The clash that wasn’t

I’m often struck by the chasm between the significance of a country and the attention it receives in Western media. One classic example is Indonesia, a country in every sense writ large. With 250 million people, it is by far the world’s largest Muslim nation. In fact, it has about as many Muslims as all the Arab Middle East countries combined. Yet few indeed are the nonspecialist Americans who could tell you the slightest thing about the country.
Partly, this ignorance is a matter of history. With its Dutch heritage, the country (the old Dutch East Indies) never made as much impression on the English-speaking world as did, say, India.

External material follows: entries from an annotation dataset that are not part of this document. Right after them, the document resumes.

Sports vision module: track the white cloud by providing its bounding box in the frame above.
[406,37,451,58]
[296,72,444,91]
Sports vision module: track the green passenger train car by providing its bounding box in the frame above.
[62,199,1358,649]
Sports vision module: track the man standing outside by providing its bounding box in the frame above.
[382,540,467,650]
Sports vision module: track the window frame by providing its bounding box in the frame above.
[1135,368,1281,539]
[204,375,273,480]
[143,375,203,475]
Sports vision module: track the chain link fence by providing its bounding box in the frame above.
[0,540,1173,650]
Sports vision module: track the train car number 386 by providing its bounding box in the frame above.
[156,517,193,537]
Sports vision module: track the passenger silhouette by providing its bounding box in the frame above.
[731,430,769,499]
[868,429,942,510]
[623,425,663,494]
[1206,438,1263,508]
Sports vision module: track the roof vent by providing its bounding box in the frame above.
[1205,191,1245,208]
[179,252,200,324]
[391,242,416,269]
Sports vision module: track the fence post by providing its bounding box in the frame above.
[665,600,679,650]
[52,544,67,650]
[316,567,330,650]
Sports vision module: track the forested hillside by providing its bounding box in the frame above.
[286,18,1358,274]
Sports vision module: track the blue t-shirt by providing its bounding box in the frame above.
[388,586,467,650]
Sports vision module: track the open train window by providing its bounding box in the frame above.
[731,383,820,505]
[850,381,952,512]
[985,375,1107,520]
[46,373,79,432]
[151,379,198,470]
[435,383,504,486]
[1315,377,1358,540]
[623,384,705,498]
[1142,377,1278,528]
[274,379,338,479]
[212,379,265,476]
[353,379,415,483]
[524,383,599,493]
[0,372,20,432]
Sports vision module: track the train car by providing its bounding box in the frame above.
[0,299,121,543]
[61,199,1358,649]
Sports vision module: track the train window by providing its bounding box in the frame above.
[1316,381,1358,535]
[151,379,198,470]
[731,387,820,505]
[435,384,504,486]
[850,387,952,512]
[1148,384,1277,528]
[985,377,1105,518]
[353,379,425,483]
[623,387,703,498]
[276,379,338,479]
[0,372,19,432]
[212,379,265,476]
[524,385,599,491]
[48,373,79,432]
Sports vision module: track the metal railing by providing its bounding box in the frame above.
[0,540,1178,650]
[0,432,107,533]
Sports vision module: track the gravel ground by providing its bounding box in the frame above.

And in recent years, Indonesia has been blessed by a tranquillity that has kept it out of global headlines. Contrary to familiar generalizations about Islam, this huge Muslim country is a functioning democracy that rarely sees the kind of chaos that so regularly makes headlines in Pakistan or Nigeria. With a trillion dollar economy—larger than Australia’s—it is also increasingly prosperous. Also, amazingly, its flourishing Christian minority is enjoying an era of rapid growth.
Nobody can pretend that Indonesia is a monument to peace and tolerance. Historically, the country is no stranger to mass violence. Its war of independence in the 1940s was a savage racial conflict, and an anticommunist purge in 1965–66 claimed half a million lives. But both those spasms were driven by secular nationalism rather than religion.